Quelqu'un a dit tout haut ce que plusieurs pensaient de la façon dont un autre s'entraîne, et Joaquín Piquerez était au milieu. La seule dispute de vestiaire qui porte vraiment sur le football.
Le banc29/03/2027
Gustavo Gómez est devenu un homme de confiance de l'entraîneur
Personne au Palmeiras ne le dira officiellement et les compositions le disent depuis des semaines. Dans chaque effectif, un petit groupe est aligné quand le match est difficile : il en fait désormais partie.
« Ça avait assez duré. Je préfère le dire en face plutôt que de laisser traîner. » Dix minutes à huis clos à Palmeiras, et les deux hommes en sont ressortis en disant que tout allait bien.
5‑0. C'est pour des soirées pareilles que des clubs passent des décennies à tenter de se qualifier pour cette compétition, et il en arrive peut-être deux dans ce laps de temps. Tous ceux qui étaient au stade la raconteront mal pendant des années.

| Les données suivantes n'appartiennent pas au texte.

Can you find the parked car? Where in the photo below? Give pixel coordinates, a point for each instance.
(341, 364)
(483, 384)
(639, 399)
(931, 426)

Notes des joueurs22/03/2027
Doublé, et l'après-midi appartient à Vitor Roque — 9.49
Il y a un silence très particulier dans un parcage visiteur qui regarde un homme marquer deux fois. Vitor Roque l'a provoqué, et le 9.49 à côté de son nom est plutôt généreux pour tous les autres.
Certains après-midi, un gardien est toute la défense. 8 arrêts, dont plusieurs du genre que personne ne s'attend à voir réussis, et dix joueurs de champ qui lui doivent un verre.

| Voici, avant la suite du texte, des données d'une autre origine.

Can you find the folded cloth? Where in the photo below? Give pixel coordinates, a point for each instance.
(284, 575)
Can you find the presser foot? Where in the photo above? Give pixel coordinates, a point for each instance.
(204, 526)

L'élan ne s'achète pas et se perd vite : Palmeiras en compte aujourd'hui 5 victoires d'affilée.
Le banc22/03/2027
Luiz Fernando : ce n'est pas ce qu'on m'avait promis
« On m'a dit des choses avant que je signe. Je ne les répéterai pas, mais je m'en souviens toutes. » Palmeiras n'ont pas répondu, ce qui est déjà une réponse.

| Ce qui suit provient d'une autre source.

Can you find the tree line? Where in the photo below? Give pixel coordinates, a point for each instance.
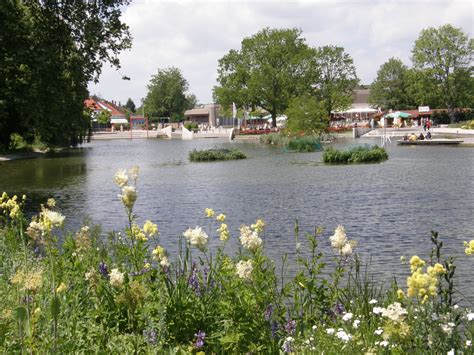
(49, 52)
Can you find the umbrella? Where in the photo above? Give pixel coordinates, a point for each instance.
(398, 114)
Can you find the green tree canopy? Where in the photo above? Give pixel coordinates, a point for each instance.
(337, 78)
(307, 114)
(445, 56)
(49, 51)
(167, 94)
(272, 67)
(390, 88)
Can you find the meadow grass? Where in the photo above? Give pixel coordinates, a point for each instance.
(124, 293)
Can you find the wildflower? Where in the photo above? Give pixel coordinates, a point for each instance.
(290, 327)
(209, 212)
(394, 311)
(268, 312)
(347, 317)
(341, 334)
(379, 331)
(416, 263)
(61, 288)
(223, 231)
(249, 239)
(28, 280)
(128, 196)
(259, 226)
(121, 178)
(196, 237)
(116, 278)
(469, 247)
(134, 173)
(244, 269)
(200, 336)
(150, 228)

La forme va et vient ; celle-ci n'est pas partie. Luiz Fernando a 18 ans, et la version qui s'entraîne aujourd'hui n'aurait pas intégré l'équipe dans laquelle il était il y a un an.
Noté 9.95 — le genre de chiffre qu'un chroniqueur inscrit deux fois pour être sûr. Tout ce qu'il a tenté a réussi, et le reste ne valait pas d'être tenté.
En bref
MatchLe Palmeiras continue de gagner à l'extérieur
Il ne s'agissait pas de football, et tous ceux qui ont vu la scène le savent. Deux hommes qui doivent jouer ensemble samedi se sont dit cette semaine au Palmeiras des choses qui prendront plus d'une semaine à effacer.
La forme va et vient ; celle-ci n'est pas partie. Heittor a 19 ans, et la version qui s'entraîne aujourd'hui n'aurait pas intégré l'équipe dans laquelle il était il y a un an.
Effectif15/03/2027
Des mots à l'entraînement du Palmeiras sur qui travaille vraiment
Quelqu'un a dit tout haut ce que plusieurs pensaient. Paulinho en est au centre, et le groupe va découvrir si le niveau d'exigence monte ou si les deux cessent simplement de se parler.
Ce n'est jamais annoncé et c'est parfaitement visible : les plus grands après-midi de la saison continuent de le contenir. Une tribune de presse le comprend bien avant que quiconque au club en confirme un mot.